The following remark, popularised by a recent fallibilist, Karl Popper, is logical: a large number of observations or experiments in favour of an idea does not logically justify it because the idea has a universal claim, it is supposed to cover a whole domain of phenomena, whereas any observation is necessarily local and partial. On the other hand, a single counter-example should be enough to defeat the universal validity of an idea. This logical asymmetry means that a theory can be definitively disproved, but not definitively verified. Science would progress by moving away from error, without knowing whether it is approaching the truth. Thus, any theory would be either proven false or potentially false, but never true. What is curious and implausible about this thinking is that experience is given the negative power to show us that we are wrong, but is denied any positive power to show us the way to the truth. I think, on the contrary, that it is reasonable to consider that the role of experience is also and above all positive: it is thanks to it that there is knowledge, learning and adaptation.
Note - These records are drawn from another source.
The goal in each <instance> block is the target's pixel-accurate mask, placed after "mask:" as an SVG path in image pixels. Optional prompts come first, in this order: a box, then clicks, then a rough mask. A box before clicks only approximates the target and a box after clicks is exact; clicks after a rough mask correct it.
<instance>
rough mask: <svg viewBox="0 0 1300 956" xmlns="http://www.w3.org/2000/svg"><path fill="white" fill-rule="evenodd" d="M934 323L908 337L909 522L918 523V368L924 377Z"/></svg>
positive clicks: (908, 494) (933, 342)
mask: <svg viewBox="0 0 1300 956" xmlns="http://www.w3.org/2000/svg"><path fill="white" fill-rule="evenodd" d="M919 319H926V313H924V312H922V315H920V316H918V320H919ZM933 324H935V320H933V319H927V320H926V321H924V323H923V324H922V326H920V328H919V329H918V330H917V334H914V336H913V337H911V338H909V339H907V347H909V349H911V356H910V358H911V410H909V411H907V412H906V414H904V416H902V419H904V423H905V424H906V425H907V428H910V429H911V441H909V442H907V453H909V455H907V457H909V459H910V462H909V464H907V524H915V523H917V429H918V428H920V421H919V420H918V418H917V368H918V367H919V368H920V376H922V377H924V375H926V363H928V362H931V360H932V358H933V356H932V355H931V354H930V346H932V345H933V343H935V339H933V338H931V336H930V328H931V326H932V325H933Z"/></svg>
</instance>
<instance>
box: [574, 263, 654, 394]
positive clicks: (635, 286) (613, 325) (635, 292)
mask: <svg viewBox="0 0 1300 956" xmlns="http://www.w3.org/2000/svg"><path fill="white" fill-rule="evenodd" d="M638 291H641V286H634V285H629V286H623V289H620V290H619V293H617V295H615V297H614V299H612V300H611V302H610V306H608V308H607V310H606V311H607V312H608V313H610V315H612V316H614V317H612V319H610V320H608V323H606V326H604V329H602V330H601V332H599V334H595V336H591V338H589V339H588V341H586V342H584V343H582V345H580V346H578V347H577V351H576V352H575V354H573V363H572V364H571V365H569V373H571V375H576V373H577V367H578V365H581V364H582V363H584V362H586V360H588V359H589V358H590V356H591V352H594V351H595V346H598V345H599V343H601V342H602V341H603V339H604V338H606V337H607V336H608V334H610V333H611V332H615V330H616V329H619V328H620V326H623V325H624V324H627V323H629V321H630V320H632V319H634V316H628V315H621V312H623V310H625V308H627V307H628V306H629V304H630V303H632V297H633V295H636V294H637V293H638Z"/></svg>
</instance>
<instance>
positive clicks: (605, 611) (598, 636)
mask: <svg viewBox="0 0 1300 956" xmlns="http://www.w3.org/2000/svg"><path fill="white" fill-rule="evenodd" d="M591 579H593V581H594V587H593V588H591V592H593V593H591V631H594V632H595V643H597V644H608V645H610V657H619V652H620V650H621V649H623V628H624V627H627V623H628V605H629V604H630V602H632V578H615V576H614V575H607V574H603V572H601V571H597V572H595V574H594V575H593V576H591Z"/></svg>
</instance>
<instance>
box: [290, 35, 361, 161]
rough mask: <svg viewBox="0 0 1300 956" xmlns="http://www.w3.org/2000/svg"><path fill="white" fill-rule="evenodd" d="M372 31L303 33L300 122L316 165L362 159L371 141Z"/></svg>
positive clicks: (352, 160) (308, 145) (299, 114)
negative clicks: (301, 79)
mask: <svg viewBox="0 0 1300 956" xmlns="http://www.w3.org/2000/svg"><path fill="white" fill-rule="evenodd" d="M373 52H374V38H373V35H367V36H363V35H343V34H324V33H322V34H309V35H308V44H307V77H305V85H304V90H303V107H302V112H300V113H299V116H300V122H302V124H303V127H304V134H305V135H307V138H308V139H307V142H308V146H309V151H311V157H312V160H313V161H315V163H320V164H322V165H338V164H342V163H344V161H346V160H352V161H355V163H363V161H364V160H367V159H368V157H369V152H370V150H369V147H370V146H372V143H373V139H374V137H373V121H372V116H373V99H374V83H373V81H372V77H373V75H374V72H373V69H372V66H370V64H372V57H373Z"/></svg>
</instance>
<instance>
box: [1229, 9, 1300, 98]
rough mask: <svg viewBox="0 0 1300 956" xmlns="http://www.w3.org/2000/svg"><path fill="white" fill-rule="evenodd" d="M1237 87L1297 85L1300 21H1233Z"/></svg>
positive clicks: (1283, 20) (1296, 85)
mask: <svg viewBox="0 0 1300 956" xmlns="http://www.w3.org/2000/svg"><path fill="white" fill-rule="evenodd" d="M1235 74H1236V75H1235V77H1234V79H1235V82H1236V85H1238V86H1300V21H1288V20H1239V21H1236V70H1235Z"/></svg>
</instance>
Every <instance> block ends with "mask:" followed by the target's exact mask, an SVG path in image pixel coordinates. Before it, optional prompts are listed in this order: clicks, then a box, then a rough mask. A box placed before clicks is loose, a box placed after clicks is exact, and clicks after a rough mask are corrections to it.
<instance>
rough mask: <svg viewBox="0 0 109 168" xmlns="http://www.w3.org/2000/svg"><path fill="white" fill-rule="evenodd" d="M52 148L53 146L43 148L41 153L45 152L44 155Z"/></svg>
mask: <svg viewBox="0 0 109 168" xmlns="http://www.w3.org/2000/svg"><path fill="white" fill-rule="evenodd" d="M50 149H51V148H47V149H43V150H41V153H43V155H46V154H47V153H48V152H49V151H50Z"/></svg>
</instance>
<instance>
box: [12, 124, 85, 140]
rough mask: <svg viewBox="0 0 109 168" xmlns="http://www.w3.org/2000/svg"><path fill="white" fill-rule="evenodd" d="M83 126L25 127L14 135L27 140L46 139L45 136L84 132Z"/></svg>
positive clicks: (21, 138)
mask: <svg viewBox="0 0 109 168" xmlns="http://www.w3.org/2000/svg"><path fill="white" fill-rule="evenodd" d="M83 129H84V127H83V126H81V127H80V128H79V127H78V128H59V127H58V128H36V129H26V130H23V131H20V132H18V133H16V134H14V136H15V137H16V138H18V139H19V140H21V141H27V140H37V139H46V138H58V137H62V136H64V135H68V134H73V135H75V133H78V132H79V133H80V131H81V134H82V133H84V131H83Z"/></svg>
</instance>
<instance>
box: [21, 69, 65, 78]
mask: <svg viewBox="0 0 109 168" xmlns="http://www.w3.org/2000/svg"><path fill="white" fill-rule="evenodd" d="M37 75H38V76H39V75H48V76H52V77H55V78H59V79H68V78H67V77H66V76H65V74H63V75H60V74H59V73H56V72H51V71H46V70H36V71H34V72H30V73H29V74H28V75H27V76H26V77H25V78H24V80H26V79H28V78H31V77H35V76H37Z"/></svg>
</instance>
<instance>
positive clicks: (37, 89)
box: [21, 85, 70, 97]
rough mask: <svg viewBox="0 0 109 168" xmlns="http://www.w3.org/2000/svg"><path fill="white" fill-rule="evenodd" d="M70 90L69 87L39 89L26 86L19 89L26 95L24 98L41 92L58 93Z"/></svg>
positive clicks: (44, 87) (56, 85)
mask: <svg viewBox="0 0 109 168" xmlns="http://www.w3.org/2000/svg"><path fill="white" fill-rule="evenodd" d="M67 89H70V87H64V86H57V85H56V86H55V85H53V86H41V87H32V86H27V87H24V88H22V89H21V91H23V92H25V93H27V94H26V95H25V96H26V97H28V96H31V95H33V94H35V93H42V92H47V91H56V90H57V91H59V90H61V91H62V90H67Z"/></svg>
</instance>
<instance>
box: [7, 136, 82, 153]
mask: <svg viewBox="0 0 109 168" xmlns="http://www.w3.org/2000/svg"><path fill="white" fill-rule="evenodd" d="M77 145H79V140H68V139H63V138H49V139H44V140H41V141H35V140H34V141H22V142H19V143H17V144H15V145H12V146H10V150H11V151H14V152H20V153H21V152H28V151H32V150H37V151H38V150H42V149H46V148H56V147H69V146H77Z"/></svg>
It is obvious to us today that observation and sense experience are part of the basis of scientific knowledge. This was not always the case (and still is not the case for some people or societies) because there were times when people turned to sacred mythical texts instead of consulting nature for knowledge. However, one may wonder whether our century has not placed too much emphasis on experience, at the expense of theory, whereas it is theory that gives meaning to experimental activity. From a scientific point of view, the experimental fact is an answer to a well-posed question. For example, optics was developed because man was intrigued early on by the properties of light phenomena such as the reflection of our face in water. Experiments accumulated without theory (as often happens in the social sciences and sometimes in natural science) remain anecdotal, and a theory without experimental basis (as often happens in philosophy and sometimes in science), without necessarily being a dream, deprives itself of an important means of touching reality and of a common space which allows us to communicate and agree.

To explain is to climb the ladder of necessity

Theories are the result of a skilful arrangement that interweaves propositions of different nature. We can make a list of these propositions, classifying them according to the distance that separates them from sense perception. We can find in a theory (i) sentences that can be reduced to propositions in the first person singular, such as: "I see coloured spots on the paper"; (ii) impersonal propositions that begin with the expression "there is ..."; (iii) propositions that describe regularities; (iv) laws themselves; in the more developed sciences these are often functional laws (they use the mathematical notion of function) that describe quantities that vary together, such as the law of falling bodies; (v) even more abstract propositions that appeal to physical entities, albeit unobservable, or to mathematical entities (e.g. geometrical structures); (vi) finally, theories may include metaphysical propositions that describe certain very general regularities of nature such as tendencies towards simplicity, optimisation (“nature does nothing in vain”, Aristotle), analogy, determinism.

The purpose of these different levels of abstraction of the propositions is explanatory: except for the first one, each level is there to give an account of what happens at the level immediately below, i.e. to show the necessity of the facts. This is why, as we move up the scale, we progress towards greater universality and necessity. It can be seen that scientific theory, when well developed, is not clearly separable from metaphysics.